29/08/2025
Philippine Flood-Control Corruption—A Betrayal of Public Trust
The recent revelations about systemic corruption in flood-control projects represent more than just financial crime—they expose a deep betrayal of public trust, and illustrate how governance failures can have catastrophic human and economic consequences.
Senator Panfilo Lacson’s findings are stark: over the past 15 years, as much as ₱2 trillion has been allocated for flood management, yet he estimates that ₱1 trillion may have been lost to corruption, with only about 40% of project budgets being utilized for actual construction
This massive leakage has occurred despite persistent flooding that continues to wreak havoc across the country, underscoring that the spike in government spending hasn’t translated into real-world resilience.
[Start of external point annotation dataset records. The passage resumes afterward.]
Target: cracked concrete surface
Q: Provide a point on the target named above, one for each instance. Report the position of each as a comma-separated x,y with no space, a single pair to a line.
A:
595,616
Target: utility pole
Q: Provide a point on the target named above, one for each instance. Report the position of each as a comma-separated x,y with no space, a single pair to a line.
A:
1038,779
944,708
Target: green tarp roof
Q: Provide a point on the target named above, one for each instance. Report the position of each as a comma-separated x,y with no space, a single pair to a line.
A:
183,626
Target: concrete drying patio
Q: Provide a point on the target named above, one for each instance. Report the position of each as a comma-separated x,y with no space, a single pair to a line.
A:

Lacson revealed a chilling pattern: budget allocations are channeled into overpriced or ghost projects—either poorly built, repeatedly repaired to inflate costs, or never built at all.
Mechanisms like the “passing‑through/parking fee,” where 5–6% of project costs go to lawmakers or their proxies; additional kickbacks to DPWH officials; and contractor-arranged “reseta” bribes further shrank the funds reaching legitimate works.
Consequently, contractors are forced to use inferior materials or skimp on essential engineering—rendering the finished structures dangerously substandard.
Ghost Projects: When Infrastructure Is Fiction
Nowhere is this more visible than in Bulacan. Senator Lacson highlighted “ghost” flood-control structures—listed as completed in official records but physically nonexistent when inspected.
President Marcos also confirmed that 15 contractors cornered about ₱100 billion worth (20%) of flood-control contracts, further concentrating power and diminishing accountability.
Five among these firms leased their licenses to others—sidestepping procurement laws to bag contracts despite questionable capacity.
Audits, Accountability, and Public Pressure
In response, the Commission on Audit, under Gamaliel Cordoba, has launched a fraud audit of flood-control projects in Bulacan (covering 2022 to mid-2025), deploying technical inspections, geo-tagged images, and thorough verification.
President Marcos has also pledged transparency: releasing detailed lists of projects for public scrutiny and ordering lifestyle checks on DPWH officials.
Across the country, local leaders—from Iloilo mayors to coalition advocates—are demanding open access to project data: contractors, unit costs, feasibility studies, and more.
Senators B**g Go and Erwin Tulfo have demanded accountability: urging criminal charges and calling for reform to ensure flood-control budgets benefit communities—not the corrupt elite.
Why This Matters?
This scandal strikes at the heart of governance. Flood-control should be a lifeline for vulnerable communities—particularly during typhoons and monsoon seasons—but instead, it has become a conduit for theft. The misuse of billions of pesos is not only a financial crime—it’s a moral outrage that leaves citizens exposed to devastation.
Yet, real change is still possible. The current public scrutiny, legislative and executive action, and growing civic pressure provide a roadmap for institutional reform. For meaningful progress, there must be:
Transparent public disclosure of all flood-control projects—including cost breakdowns and implementation status.
Independent, technically-grounded audits and swift accountability for those found complicit.
Procurement reform to dismantle monopolistic contractor networks, ensuring fair access for capable firms.
Citizen-led monitoring, from civil society to local media and communities, holding officials accountable.
The corruption in flood-control is not an abstract problem—it’s a crisis with real consequences for the Filipino people. Yet, within this darkness lies a spark of hope. If policy makers and citizens alike insist on transparency and integrity, demand justice, and rebuild institutional systems, the Philippines can turn this scandal into a turning point.